Lightning strike surges average about 30 kA (yes, kiloamperes), peak at roughly 100 kA, and follow a roughly triangular-exponential waveform with a 10 µs rise and a 1000 µs fall time. However, the peak voltage is only around 1.5 kV due to the low dynamic impedance offered by the ionized arc core. This is still enough to pose three hazards, not just two, though:
Electric shock
The classical hazard people think of when they think of a lightning strike is electric shock — and a 1.5 kV source can definitely do that; however, the short duration of the impulse means that it’s the equivalent of a single big zap as opposed to a sustained contact, which likely would reduce the risk of the heart going haywire (fibrillation), ironically. Furthermore, being inside a metal thing definitely has something of a Faraday-cage effect, even if it is imperfect. Short-distance arcs have a resistance on the order of tens of ohms, so even a couple of gaps in a suit of fullplate will not keep it from diverting the bulk (>90%) of the current around the body instead of through it.
Bulk Heating
The high currents involved in a lightning strike cause significant resistance heating to anything that tries to conduct them; this is a major damage mode for wires and other metallic objects that must endure a strike, and is the reason strike terminations (lightning rods) use hefty, dedicated grounding conductors. Fullplate is 5–10 times thinner than a strike terminator, and is made of a poorer-conducting material (steel). Still, the sheet resistivity of steel is on the order of 10−4 ohms per square, which means that a breastplate offers very little resistance to electricity overall — but either way, the high currents involved yield a peak power dissipation well into the megawatt range, more than enough for significant Joule heating to take place.
I’d expect further heat contribution from induction heating, however, this effect is much harder to compute as it’s strongly frequency dependent.
Arc Blast/Flash
This is the least-known mode of injury involved in most electrical incidents, but it causes the bulk of the actual damage, and can seriously or fatally wound a victim without shocking them.
(See this later answer of mine for more in-depth discussion on arc flashes in a similar situation.)
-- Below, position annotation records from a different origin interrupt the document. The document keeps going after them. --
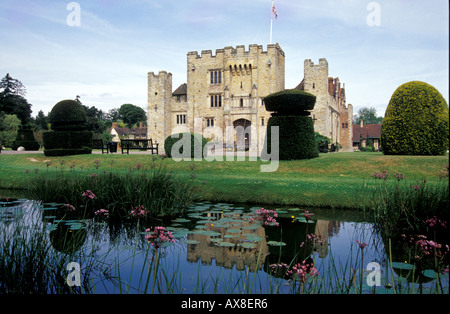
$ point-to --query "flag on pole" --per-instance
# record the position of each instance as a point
(274, 10)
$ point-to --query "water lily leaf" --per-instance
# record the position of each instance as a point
(231, 236)
(276, 243)
(247, 245)
(254, 238)
(430, 273)
(252, 227)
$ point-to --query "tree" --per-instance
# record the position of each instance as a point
(11, 86)
(12, 98)
(132, 114)
(9, 125)
(41, 121)
(416, 121)
(368, 115)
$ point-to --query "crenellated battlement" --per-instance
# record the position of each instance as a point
(253, 49)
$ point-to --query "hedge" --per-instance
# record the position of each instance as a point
(290, 102)
(416, 121)
(196, 141)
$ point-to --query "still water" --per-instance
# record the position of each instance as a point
(222, 248)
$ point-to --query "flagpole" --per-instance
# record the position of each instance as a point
(271, 23)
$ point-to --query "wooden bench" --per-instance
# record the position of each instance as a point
(98, 144)
(139, 144)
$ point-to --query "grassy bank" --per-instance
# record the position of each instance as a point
(340, 180)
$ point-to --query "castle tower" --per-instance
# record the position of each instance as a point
(159, 107)
(316, 83)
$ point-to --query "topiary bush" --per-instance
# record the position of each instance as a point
(416, 121)
(196, 141)
(25, 138)
(290, 102)
(297, 139)
(69, 135)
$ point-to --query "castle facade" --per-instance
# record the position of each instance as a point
(225, 92)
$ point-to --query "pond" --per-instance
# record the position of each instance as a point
(226, 248)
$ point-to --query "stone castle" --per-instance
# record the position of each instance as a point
(226, 90)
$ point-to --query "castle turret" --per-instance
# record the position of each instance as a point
(159, 107)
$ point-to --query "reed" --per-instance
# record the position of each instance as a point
(117, 192)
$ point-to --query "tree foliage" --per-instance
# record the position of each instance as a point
(12, 98)
(416, 121)
(368, 115)
(132, 114)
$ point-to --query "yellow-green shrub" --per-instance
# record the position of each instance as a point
(416, 121)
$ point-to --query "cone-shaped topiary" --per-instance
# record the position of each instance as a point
(416, 121)
(25, 138)
(69, 135)
(296, 128)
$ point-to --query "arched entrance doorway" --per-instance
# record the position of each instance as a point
(242, 134)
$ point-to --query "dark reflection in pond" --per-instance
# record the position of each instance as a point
(220, 248)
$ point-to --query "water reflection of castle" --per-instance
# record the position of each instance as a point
(206, 249)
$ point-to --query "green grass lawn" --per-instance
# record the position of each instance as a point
(340, 180)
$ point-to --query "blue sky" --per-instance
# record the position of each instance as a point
(106, 58)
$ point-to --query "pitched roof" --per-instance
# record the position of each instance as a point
(366, 131)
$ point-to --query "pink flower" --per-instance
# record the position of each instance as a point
(139, 211)
(101, 212)
(159, 236)
(88, 195)
(266, 216)
(361, 245)
(69, 207)
(307, 215)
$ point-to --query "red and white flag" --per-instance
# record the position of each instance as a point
(274, 10)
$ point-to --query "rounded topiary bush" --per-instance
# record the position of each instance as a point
(69, 135)
(68, 115)
(290, 102)
(175, 145)
(416, 121)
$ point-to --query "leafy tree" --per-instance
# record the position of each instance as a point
(12, 98)
(368, 115)
(132, 114)
(416, 121)
(41, 121)
(9, 125)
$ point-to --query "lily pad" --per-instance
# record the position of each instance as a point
(225, 244)
(181, 220)
(399, 265)
(247, 245)
(276, 243)
(254, 238)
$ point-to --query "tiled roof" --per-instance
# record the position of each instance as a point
(366, 131)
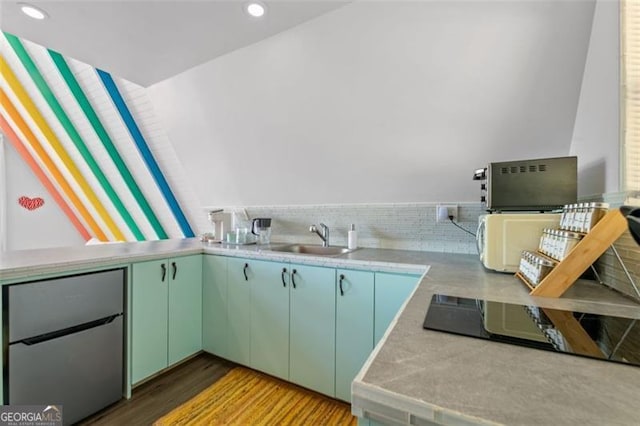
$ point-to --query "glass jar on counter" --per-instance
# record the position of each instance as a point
(568, 240)
(534, 267)
(594, 212)
(578, 219)
(564, 217)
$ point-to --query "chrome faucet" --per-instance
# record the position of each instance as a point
(324, 235)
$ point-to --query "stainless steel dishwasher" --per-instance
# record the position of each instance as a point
(64, 340)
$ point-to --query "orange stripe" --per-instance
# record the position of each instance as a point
(46, 159)
(54, 142)
(26, 156)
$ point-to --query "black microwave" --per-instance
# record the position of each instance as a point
(540, 184)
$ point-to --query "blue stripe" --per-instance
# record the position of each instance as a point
(143, 147)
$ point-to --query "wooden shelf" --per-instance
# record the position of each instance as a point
(583, 255)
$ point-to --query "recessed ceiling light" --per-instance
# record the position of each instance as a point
(255, 9)
(32, 11)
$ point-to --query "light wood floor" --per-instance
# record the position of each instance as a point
(159, 396)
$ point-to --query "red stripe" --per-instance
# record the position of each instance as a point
(26, 156)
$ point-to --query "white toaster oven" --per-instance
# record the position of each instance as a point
(501, 238)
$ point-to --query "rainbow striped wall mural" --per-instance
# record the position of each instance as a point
(86, 137)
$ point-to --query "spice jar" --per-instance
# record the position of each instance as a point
(594, 212)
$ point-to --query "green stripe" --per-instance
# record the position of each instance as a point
(46, 92)
(88, 110)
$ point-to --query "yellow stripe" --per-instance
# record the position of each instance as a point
(55, 143)
(48, 162)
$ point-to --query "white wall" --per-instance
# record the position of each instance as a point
(380, 102)
(596, 136)
(44, 227)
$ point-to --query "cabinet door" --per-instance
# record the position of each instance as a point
(270, 318)
(149, 318)
(214, 305)
(239, 272)
(390, 293)
(312, 324)
(354, 326)
(185, 307)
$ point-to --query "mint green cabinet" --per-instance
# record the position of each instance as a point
(270, 317)
(239, 310)
(214, 305)
(354, 326)
(312, 328)
(185, 307)
(166, 322)
(149, 319)
(391, 291)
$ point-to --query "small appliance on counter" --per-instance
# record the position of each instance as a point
(261, 228)
(541, 184)
(501, 238)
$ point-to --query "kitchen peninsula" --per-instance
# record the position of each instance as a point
(415, 376)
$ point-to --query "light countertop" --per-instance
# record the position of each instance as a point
(415, 376)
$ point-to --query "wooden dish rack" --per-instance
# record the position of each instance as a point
(592, 245)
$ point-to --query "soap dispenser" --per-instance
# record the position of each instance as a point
(352, 237)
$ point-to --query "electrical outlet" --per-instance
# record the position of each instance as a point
(443, 211)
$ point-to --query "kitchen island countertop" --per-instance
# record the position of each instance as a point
(415, 376)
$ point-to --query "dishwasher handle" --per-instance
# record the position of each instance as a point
(67, 331)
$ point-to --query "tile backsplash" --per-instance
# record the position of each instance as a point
(407, 226)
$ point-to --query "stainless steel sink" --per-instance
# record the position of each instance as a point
(312, 249)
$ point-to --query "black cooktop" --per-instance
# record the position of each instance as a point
(604, 337)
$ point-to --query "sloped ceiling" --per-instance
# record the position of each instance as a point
(148, 41)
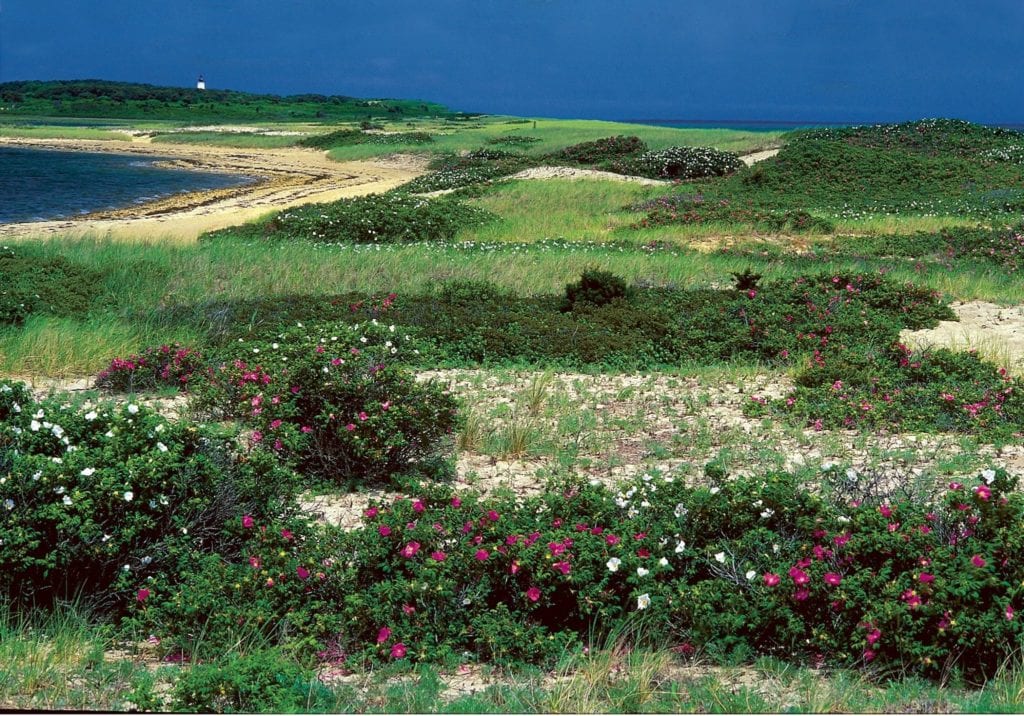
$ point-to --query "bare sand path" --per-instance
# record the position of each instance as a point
(284, 177)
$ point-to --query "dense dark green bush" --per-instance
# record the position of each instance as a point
(31, 283)
(852, 178)
(335, 401)
(841, 577)
(680, 163)
(374, 218)
(899, 389)
(455, 171)
(599, 151)
(97, 500)
(596, 288)
(930, 136)
(259, 682)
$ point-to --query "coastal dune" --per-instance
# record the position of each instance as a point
(284, 177)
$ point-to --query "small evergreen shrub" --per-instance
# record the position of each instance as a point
(334, 399)
(599, 151)
(374, 218)
(596, 288)
(263, 681)
(168, 365)
(838, 575)
(31, 284)
(903, 390)
(681, 163)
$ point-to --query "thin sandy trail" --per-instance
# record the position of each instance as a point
(285, 177)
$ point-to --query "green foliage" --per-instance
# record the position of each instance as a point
(599, 151)
(167, 365)
(930, 136)
(1003, 247)
(899, 389)
(374, 218)
(755, 565)
(852, 178)
(97, 500)
(335, 399)
(52, 285)
(268, 680)
(455, 171)
(692, 209)
(131, 100)
(514, 140)
(681, 163)
(596, 288)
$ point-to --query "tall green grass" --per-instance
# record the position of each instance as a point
(554, 134)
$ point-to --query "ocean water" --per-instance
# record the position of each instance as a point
(40, 184)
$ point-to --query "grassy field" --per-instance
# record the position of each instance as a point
(531, 426)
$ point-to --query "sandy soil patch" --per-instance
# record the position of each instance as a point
(756, 157)
(995, 332)
(284, 177)
(577, 173)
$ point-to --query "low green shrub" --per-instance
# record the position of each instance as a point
(599, 151)
(680, 163)
(596, 288)
(98, 499)
(1003, 247)
(902, 390)
(842, 577)
(168, 365)
(929, 136)
(31, 283)
(334, 399)
(263, 681)
(374, 218)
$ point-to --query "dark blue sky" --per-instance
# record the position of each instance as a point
(855, 60)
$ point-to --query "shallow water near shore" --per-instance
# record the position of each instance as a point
(41, 184)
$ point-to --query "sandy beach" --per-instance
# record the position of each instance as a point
(284, 177)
Arc Flashes consists of a combination of intense heat (temperatures of ~20,000 Kelvins), radiant energy (from far IR to deep UV), concussive blast caused by the vaporization and rapid expansion (tens of thousands of times) of metal, and rapidly propelled superheated shrapnel (a result of the other factors); taken together, an unmitigated arc flash is easily equivalent to nearly a pound of TNT going off in your face, if not more. This would be the primary damage mode the knight would have to contend with, and could easily destroy significant portions of the knight's armor and gambeson instantaneously, while leaving him contending with the equivalent of a small pipe bomb going off at point blank range.
In Conclusion
End of story: the knight is a lot more screwed than basic electrical knowledge predicts. Expect him to be laying on his back with a gaping, smoldering hole in his breastplate, wondering WTF just hit him.